The active site of the ribozyme contains the nucleobases of G8 and A38 that are H-bonded to the scissile phosphate, ideally placed to act in general acid-base catalysis. We find that both cleavage and ligation reactions are pH dependent, corresponding to the titration of a group with pK_A = 6.2, consistent with A38 with an elevated pK_A. We are currently extending these studies with a chemo-genetic approach.
 
The VS ribozyme
The VS ribozyme is the largest of the nucleolytic ribozymes, and the only one for which there is no crystal structure. The ribozyme is organised by two three-way helical junctions. We have deduced the structure of both junctions by a combination of electrophoretic and FRET approaches, and shown that they fold in response to the non-cooperative binding of magnesium ions. We have determined the dihedral angle between the two junctions, and thereby established the global structure of the five-helix ribozyme [Lafontaine et al . EMBO J. 21, 2461-2471, 2002].  We have deduced the general manner of binding of the substrate stem-loop, docked into the cleft formed between helices II and VI. In that position the cleaved phosphate can interact closely with the A730 loop.

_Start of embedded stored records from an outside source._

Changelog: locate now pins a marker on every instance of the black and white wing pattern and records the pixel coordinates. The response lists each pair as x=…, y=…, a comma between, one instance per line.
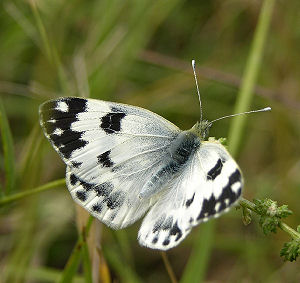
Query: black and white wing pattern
x=210, y=183
x=111, y=150
x=123, y=161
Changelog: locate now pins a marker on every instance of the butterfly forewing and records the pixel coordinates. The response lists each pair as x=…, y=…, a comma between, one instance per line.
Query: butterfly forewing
x=111, y=150
x=124, y=160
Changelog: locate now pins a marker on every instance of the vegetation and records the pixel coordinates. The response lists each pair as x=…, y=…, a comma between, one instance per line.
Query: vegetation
x=138, y=52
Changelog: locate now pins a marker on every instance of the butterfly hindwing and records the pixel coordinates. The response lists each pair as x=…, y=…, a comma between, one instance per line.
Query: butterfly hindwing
x=111, y=150
x=124, y=160
x=208, y=186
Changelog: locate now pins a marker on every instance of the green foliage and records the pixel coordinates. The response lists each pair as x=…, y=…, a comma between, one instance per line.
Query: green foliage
x=270, y=214
x=291, y=250
x=138, y=52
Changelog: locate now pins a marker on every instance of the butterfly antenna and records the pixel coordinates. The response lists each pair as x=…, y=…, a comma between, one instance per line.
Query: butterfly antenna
x=248, y=112
x=195, y=76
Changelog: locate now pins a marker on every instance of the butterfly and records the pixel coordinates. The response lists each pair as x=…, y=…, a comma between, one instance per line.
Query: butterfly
x=124, y=162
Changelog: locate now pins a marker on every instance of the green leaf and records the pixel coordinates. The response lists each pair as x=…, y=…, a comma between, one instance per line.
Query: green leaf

A model for the structure of the VS ribozyme with bound substrate. The substrate is shown in green, with the scissile phosphate highlighted in red [Lafontaine et al . EMBO J. 21, 2461-2471, 2002].

 

We have shown that the cleavage activity of the ribozyme is strongly impaired by most single substitutions of the four nucleotides of this loop [Lafontaine et al  J. Molec. Biol.  312, 663-674, 2001]. Cleavage and ligation activity is especially sensitive to changes in A756 within the probable active site. Replacement by any other nucleotide leads to reduction in cleavage rate by three orders of magnitude, as does ablation of the base. The Watson-Crick edge of the base is particularly critical, notably the presence and position of the exocyclic amine group [Lafontaine et al  J. Molec. Biol. 323, 23-34, 2002]. This base is a good candidate for direct participation in the cleavage reaction. Replacement of A756 by a novel nucleoside in which the nucleobase is replaced by imidazole leads to significant rates of cleavage and ligation, consistent with a role in general acid-base catalysis [Zhao et al . J. Amer. Chem. Soc. 127, 5026-5027, 2005].

Cleavage activity in a VS ribozyme in which the nucleobase of A756 has been replaced by an imidazole group.